Developments within the scope of the EA (e.g., from the work of the Committee to Support Implementation and Compliance) will arguably inform the interpretation of human rights standards by the IAHRS bodies. This approach would follow the practice by which IAHRS bodies usually integrate their interpretation of the ACHR with relevant rules and norms deployed in the region or even beyond. If, for example, the Committee develops good practices regarding access to justice, such good practices may end up being part of the inputs utilized by the IAHRS bodies, even maybe in an authoritative interpretation of the ACHR. Once the IACtHR adopts such new standards, they will affect (as explained ut supra) all ACHR Parties, including notably those reluctant to adopt the EA. In this sense, the developments under the EA institutional regime could be incorporated into the “Interamerican corpus iuris” with all the effects that this implies. This is, arguably, a reason for the adoption of the EA in those States that are (mostly unreasonably) still skeptical. Being Parties to the EA allows them to actively participate in the design and development of good practices and standards that may end up obliging them anyway. In this sense, those EA outsiders may face rising stress even before the IASHR.

Conclusion

This blog post argues that a synergistic mechanism with the capacity of raising (but not reducing) the standards of environmental democracy will arise and develop between the EA and IASHR regimes.
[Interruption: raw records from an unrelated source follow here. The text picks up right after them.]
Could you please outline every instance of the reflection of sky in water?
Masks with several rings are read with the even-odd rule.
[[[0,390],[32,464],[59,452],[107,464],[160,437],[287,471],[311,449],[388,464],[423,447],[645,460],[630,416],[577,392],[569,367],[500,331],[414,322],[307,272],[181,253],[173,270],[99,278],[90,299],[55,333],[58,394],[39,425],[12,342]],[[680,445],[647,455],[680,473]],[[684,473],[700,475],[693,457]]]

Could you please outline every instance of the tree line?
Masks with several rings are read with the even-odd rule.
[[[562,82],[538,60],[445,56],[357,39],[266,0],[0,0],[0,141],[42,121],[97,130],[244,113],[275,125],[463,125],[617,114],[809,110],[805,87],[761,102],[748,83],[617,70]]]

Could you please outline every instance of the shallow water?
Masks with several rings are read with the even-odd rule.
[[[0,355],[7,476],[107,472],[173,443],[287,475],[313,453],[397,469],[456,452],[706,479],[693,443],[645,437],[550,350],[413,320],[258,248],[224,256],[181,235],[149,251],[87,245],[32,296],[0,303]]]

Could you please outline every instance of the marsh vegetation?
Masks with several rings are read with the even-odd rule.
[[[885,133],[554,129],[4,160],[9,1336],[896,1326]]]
This synergy is two-fold: not only could the IASHR impact EA implementation, but the development of EA could also impact the IASHR normative framework, affecting even those States that are skeptical towards the adoption of the EA. Furthermore, as the case law on access to information in Argentina demonstrates, this synergy is already in action. Scholars, practitioners, and domestic authorities should be fully aware of the development of these rich interactions when discussing, demanding, or carrying out the implementation of the newborn Agreement.